Orthognathic surgery will not be approved as the first surgical therapy for OSA unless otolaryngology evaluation has ruled out obstruction at a higher anatomic level.

The following are considered NOT MEDICALLY NECESSARY and are not covered:

1) Orthognathic surgery performed primarily for cosmetic purposes

2) Orthognathic surgery performed for malocclusion when the criteria listed above are not met.

3) Orthognathic surgery where significant risk of recurrence of symptoms or structural abnormalities exist. For treatment of mandibular excess, skeletal maturation must be documented by either:

(a) closure of the epiphyses at the wrist by radiography OR

(b) no change in mandibular or facial growth on serial cephalometric radiographs over six months

4) Orthognathic surgery performed to reshape or enhance the size of the chin to restore facial harmony and chin projection (e.g., genioplasty, mentoplasty chin augmentation, chin implants, mandibular osteotomies, ostectomies). Procedures to address genial hypoplasia, hypertrophy or asymmetry, when performed either as an isolated procedure or with other procedures, are considered cosmetic in nature.

5) Cosmetic augmentation of the mandibular angle or body is not covered. This procedure may be performed to add prominence and balance to the face.

Benefits Application:
BlueCard/National Account Issues:
This medical policy relates only to the services or supplies described herein. Please refer to the Member's Benefit Booklet for availability of benefits. Member's benefits may vary according to benefit design. Therefore, member benefit language should be reviewed before applying the terms of this medical policy.

Braces and any other orthodontic services are considered dental in nature and are not covered as a medical benefit. Some dental policies offer orthodontic services as part of the dental benefit.

Rationale:
Orthognathic surgery is the revision by ostectomy, osteotomy or osteoplasty of the upper jaw (maxilla) and/or the lower jaw (mandible) intended to alter the relationship of the jaws and teeth. These surgical procedures are intended (i) to correct skeletal jaw and cranio-facial deformities that may be associated with significant functional impairment and (ii) to reposition the jaws when conventional orthodontic therapy alone is unable to provide a satisfactory, functional dental occlusion within the limits of the available alveolar bone. Congenital or developmental defects can interfere with the normal development of the face and jaws.  These birth defects may interfere with the ability to chew properly, and may also affect speech and swallowing. In addition, trauma to the face and jaws may create skeletal deformities that cause significant functional impairment. Functional deficits addressed by this type of surgery are those that affect the skeletal masticatory apparatus such that chewing, speaking and/or swallowing are impaired.

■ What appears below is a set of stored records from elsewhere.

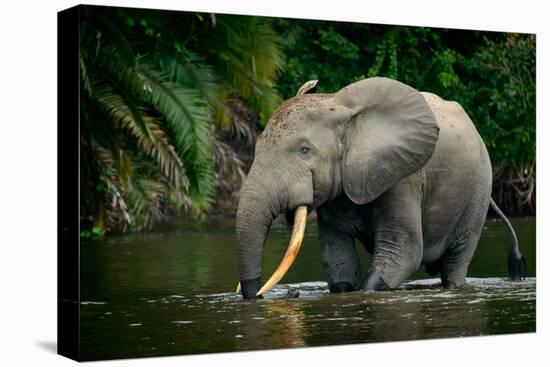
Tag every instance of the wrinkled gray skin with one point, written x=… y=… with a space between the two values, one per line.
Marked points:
x=404 y=173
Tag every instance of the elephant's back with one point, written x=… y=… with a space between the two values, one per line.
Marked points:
x=457 y=175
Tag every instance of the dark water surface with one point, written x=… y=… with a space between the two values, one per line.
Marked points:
x=170 y=292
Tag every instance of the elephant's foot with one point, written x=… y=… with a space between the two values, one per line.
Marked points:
x=375 y=283
x=341 y=287
x=448 y=284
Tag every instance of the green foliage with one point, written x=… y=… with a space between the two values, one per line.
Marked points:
x=156 y=88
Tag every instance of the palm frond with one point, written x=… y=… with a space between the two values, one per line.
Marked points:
x=147 y=131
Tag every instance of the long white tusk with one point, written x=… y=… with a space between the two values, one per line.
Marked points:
x=291 y=252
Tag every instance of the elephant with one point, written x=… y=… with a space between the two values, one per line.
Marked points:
x=403 y=172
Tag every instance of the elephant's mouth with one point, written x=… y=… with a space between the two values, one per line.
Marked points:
x=298 y=231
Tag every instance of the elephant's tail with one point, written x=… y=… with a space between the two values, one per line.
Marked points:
x=517 y=265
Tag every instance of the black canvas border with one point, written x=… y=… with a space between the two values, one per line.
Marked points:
x=68 y=183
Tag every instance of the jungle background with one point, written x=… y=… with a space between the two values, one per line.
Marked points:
x=172 y=102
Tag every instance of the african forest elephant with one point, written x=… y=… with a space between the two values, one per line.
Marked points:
x=403 y=172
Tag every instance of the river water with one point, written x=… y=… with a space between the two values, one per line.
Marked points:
x=171 y=292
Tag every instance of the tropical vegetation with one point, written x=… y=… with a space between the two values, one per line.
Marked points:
x=172 y=102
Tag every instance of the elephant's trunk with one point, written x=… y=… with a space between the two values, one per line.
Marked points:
x=258 y=206
x=257 y=209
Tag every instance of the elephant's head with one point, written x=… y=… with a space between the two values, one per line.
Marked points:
x=358 y=141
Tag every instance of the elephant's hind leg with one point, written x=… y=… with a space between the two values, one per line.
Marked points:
x=462 y=245
x=340 y=261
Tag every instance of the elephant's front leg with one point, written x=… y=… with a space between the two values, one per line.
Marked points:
x=340 y=261
x=397 y=238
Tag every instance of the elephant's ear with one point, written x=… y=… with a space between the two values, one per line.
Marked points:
x=308 y=87
x=392 y=133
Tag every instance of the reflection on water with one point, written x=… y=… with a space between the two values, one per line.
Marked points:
x=170 y=293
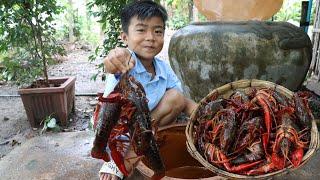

There is limited evidence of the effectiveness of orthognathic surgery on temporomandibular disorders. Abrahamsson et al. (2007) examined if orthognathic surgery does affect the prevalence of signs and symptoms of temporomandibular disorders (TMDs). A literature survey in the PubMed and Cochrane Library electronic databases was performed and covered the period from January 1966 to April 2006. The inclusion criteria were controlled, prospective or retrospective studies comparing TMDs before and after orthognathic surgery in patients with malocclusion. There were no language restrictions, and three reviewers selected and extracted the data independently. The quality of the retrieved articles was evaluated by four reviewers. The search strategy resulted in 467 articles, of which three met the inclusion criteria. Because of few studies with unambiguous results and heterogeneity in study design, the scientific evidence was insufficient to evaluate the effects that orthognathic surgery had on TMD. Moreover, the studies had problems with inadequate selection description, confounding factors and lack of method error analysis. The authors concluded that to obtain reliable scientific evidence, additional well-controlled and well-designed studies are needed to determine how and if orthognathic surgery alters signs and symptoms of TMD.

Lindenmeyer et al. (2010) performed a systematic review of the best available research literature investigating the relation of oral and maxillofacial surgical procedures to the onset or relief of chronic painful TMD. A comprehensive review of the databases CINAHL, Cochrane Library, Embase, Medline, NHS Evidence-Oral Health, PsycINFO, Web of Knowledge and MetaLib was undertaken by two authors up to June 2009 using search terms appropriate to establishing a relation between orofacial surgical procedures and TMD.  The search was restricted to English-language publications. Of the 1,777 titles reviewed, 35 articles were critically appraised, but only 32 articles were considered eligible. These were observational studies that fell into two groups. Nine were seeking to establish a surgical cause for TMD. Of these, only two of a series of three claimed that there was a significant link, but this claim was based on weak data (health insurance records) and was abandoned in a subsequent report. Twenty-three studies were seeking to achieve relief by orthognathic surgical intervention. These were also negative overall, with seven articles showing varying degrees of mostly non-significant improvement, whereas 16 showed no change or a worse outcome. No published report on the putative effect of implant insertion was found. The authors concluded that these apparently contradictory approaches underline a belief that oral surgical trauma or gross malocclusion has a causative role in the onset of TMD. However, there was no overall evidence of a surgical causal etiology or orthognathic therapeutic value. This review emphasized that it is in the patients' best interest to carry out prospective appropriately controlled randomized trials to clarify the situation.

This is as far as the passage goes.